Ajunte-se a isso o fato de que a atividade de aplicar e interpretar leis não é uma ciência; o direito sob qualquer ponto de vista que se olhe não é uma ciência, e sob o ponto de vista de sua finalidade é uma técnica de controle social.

Como técnica de controle social a força desnuda das ditaduras é a forma menos eficiente da elite dirigente se manter no poder, daí a necessidade do poder revestir–se do direito. E revestir o direito da astúcia da interpretação.

Assim, a forma mais eficiente de se negar direitos é pela astúcia da interpretação.  Vejamos um exemplo de como esta corporação fricciona com a sociedade civil e suas classes subalternas, máxime com seus mais ativos cidadãos. Durante a ditadura militar (1964-1985) em que o regime republicano foi na prática abolido à vista de que foi suprimido o princípio da tripartição do poder e os direitos individuais solapados os membros do Poder Judiciário atuavam como se estivessem vivendo em um país democrático, aplicavam os famigerados decretos-leis, atos institucionais e leis aprovadas por decurso de prazo sem o menor resíduo de consciência ética, o Poder que exerciam não colidia com a ilegalidade dos atos dos usurpadores do poder, a astúcia da interpretação da legislação de fato permitia tudo.

CONCLUSÃO

Os movimentos sociais e os demais protagonistas políticos que lutam pelo direito para distribuir o poder e a renda escrevendo o direito encontram no Poder Judiciário tal como se encontra um entrave porque este não assegura direitos já conquistados dando validade fática às leis.

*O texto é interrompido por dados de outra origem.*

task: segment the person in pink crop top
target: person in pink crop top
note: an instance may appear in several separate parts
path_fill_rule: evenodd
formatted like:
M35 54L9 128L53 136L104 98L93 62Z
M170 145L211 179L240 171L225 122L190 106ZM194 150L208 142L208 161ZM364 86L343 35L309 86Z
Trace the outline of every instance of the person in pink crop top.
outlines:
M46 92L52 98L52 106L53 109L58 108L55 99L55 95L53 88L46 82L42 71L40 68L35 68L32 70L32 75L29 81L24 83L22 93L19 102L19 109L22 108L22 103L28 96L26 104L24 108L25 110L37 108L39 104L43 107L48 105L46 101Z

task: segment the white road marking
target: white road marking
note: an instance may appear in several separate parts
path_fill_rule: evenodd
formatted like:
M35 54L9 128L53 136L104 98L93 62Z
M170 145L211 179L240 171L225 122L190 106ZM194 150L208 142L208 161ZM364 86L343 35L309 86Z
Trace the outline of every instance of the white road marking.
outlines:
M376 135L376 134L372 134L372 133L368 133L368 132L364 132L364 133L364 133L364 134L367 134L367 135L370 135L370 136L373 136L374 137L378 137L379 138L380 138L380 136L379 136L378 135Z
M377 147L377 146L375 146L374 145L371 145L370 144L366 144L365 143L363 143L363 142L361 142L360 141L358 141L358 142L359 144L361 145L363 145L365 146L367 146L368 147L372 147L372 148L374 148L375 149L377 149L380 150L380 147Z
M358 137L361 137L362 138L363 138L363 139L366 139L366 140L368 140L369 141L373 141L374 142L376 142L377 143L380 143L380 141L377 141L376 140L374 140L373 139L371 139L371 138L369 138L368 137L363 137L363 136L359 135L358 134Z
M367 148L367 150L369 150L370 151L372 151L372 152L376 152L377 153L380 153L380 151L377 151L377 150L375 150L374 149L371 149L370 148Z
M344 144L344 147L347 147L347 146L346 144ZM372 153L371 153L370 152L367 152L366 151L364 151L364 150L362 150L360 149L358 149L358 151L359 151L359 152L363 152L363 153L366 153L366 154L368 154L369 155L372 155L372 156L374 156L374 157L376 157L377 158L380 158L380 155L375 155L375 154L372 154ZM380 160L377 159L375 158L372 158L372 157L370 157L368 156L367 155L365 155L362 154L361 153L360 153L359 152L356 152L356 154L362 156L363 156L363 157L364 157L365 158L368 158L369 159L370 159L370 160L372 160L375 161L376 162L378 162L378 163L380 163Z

Pela natureza corporativa herdada do Estado monarquista e escravocrata substancialmente intocada - mesmo passados mais de 100 anos de República -, o Judiciário se torna vulnerável a desvios de conduta de seus membros, como soe acontecer em todas as corporações. 

Além disso, esta natureza corporativa o torna um corpo estranho na República porquanto é o único Poder da República que não se submete aos princípios democráticos - exceto a fração da competência atribuída ao Tribunal do Júri, como antedito -, colocando-se em franca colisão com a parte mais ativa da sociedade para ao valer-se da astúcia interpretativa favorecer os que lutam pelo poder para manter a concentração da renda e deter o protagonismo político dos movimentos sociais e conquistas jurídicas pela criação de novas leis.

Em síntese, submeter o Poder Judiciário aos princípios republicanos e democráticos pela ampliação da competência do Tribunal do Júri é estratégico para a sociedade visto que assim imprimirá validade fática às leis tornando efetivo o Estado Democrático de Direito, que por sua natureza não impedirá novas conquistas jurídicas. 

Um comentário:

  1. Parabéns Brasileiro pela profunda reflexão, pessoalmente acredito que todo este processo se estende em nossa sociedade por conta do baixo indice de letramento dos administrados, somente através da educação poderemos fazer uma verdadeira revolução em nossa sociedade, repercutindo no fortalecimento das instituições e da democracia.